Pitx3-deficient aphakia mice display unique behavioral responses to psychostimulant and antipsychotic drugs

Abstract

The dorsal (A9) and ventral striatum (A10) of the midbrain mediate many of the effects of psychoactive drugs that alter emotion, cognition, and motor activity within the contexts of therapy or abuse. Although transgenic and knockout technologies have enabled development of genetic models to dissect contributions of specific dopamine (DA) receptor subtypes to psychoactive drug effects, few models exist that can distinguish contributions of A9 versus A10 circuits. Pitx3 is a transcription factor enriched in DA neurons. Aphakia (ak) mice deficient in Pitx3 show selective loss of nigrostriatal DA, while other DA pathways are relatively spared, and therefore could be a useful tool for investigating the role of this subclass of DA projections. We investigated the effects of stimulants amphetamine, apomorphine, and MK-801 and the antipsychotic drug haloperidol on behavior in ak mice. Whereas wild-type mice showed the characteristic locomotor hyperactivity in response to amphetamine (5 mg/kg) and apomorphine (4 mg/kg), these drugs caused a paradoxical suppression of locomotor hyperactivity in ak mice. MK-801 (0.2 mg/kg) induced hyperactivity was maintained in both wt and ak mice. Additionally, mutant but not wild-type mice were insensitive to the cataleptic effects of haloperidol (1 mg/kg). These studies indicate that the nigrostriatal DA circuit plays a critical role in maintaining normal responsiveness to psychotropic drugs that either stimulate or block DA neurotransmission. We propose that ak mice may represent a valuable genetic model not only to study Parkinson's disease, but also to dissect the pathophysiologic and pharmacotherapuetic mechanisms of other DA-mediated disorders such as attention-deficit hyperactivity disorder, drug abuse and schizophrenia.

Figure 1

Ak mice are hyperactive over a 90 min test session compared to wt mice after i.p. saline treatment in both groups. ***p<0.0001, Mann Whitney Test

Figure 2

Amphetamine paradoxically suppresses locomotor activity in ak mice (n=10–11) animals per group).

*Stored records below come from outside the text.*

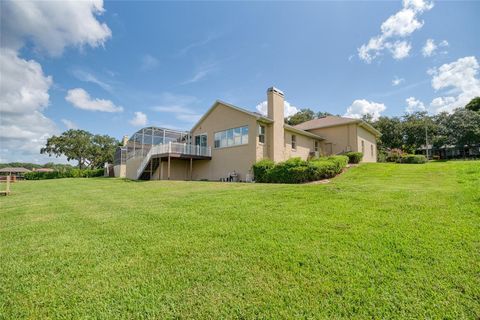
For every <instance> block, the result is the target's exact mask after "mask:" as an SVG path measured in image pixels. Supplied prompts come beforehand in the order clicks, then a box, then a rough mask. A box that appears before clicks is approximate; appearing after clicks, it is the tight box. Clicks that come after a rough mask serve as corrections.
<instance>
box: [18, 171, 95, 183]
mask: <svg viewBox="0 0 480 320" xmlns="http://www.w3.org/2000/svg"><path fill="white" fill-rule="evenodd" d="M101 176H103V169H70V170H65V171H52V172H35V171H33V172H27V173H25V179H26V180H44V179H60V178H91V177H101Z"/></svg>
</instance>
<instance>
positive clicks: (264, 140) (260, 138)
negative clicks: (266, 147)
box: [258, 125, 265, 143]
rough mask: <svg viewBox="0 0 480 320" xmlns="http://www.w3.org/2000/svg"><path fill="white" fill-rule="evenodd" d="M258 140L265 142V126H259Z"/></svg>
mask: <svg viewBox="0 0 480 320" xmlns="http://www.w3.org/2000/svg"><path fill="white" fill-rule="evenodd" d="M258 142H260V143H265V126H262V125H259V126H258Z"/></svg>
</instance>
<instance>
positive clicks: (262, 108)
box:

Data is horizontal beam breaks by wt (2a-day,2b-night), or ak (2c-day,2d-night) mice treated with amphetamine (5mg/kg, black squares) or saline (open circle) over 90 min in the day or night. Each point represents mean breaks over a 10 min interval. Repeated measures ANOVA shows main effect of treatment on locomotor activity. p<0.001

Figure 3

Apomorphine paradoxically suppresses locomotor activity in ak mice. (n=10–11 per group). Data is horizontal beam breaks in wt (3a) or ak (3b) mice treated with apomorphine (4mg/kg, black squares) or saline (open circles) over 90 min. Each point represents mean breaks over a 10 min interval. Repeated measures ANOVA demonstrates main effect of treatment on locomotor activity. p<0.001

Figure 4

MK-801 induced hyperlocomotion is maintained in ak mice. Data is horizontal beam breaks in wt (4a,4b) and ak mice (4c,4d) after treatment with saline (open circles) or MK-801 (0.2 mg/kg, black squares) in the day or night over 90 min.

Figure 5

Haloperidol (1mg/kg) induced catalepsy is absent in ak mice. (n=6 per group) (5a) mean and SEM of latency (in seconds) to remove both forepaws from bar in wt (checkered bar) and ak (clear bar) mice during the day. (5b) percentage of wt or ak mice showing catelpsy defined as >10s on bar) after haloperidol treatment. ***p<0.01, students t-test. **p<0.01, Fisher’s exact test. The above effects were maintained when wt and ak mice were tested at night(5c).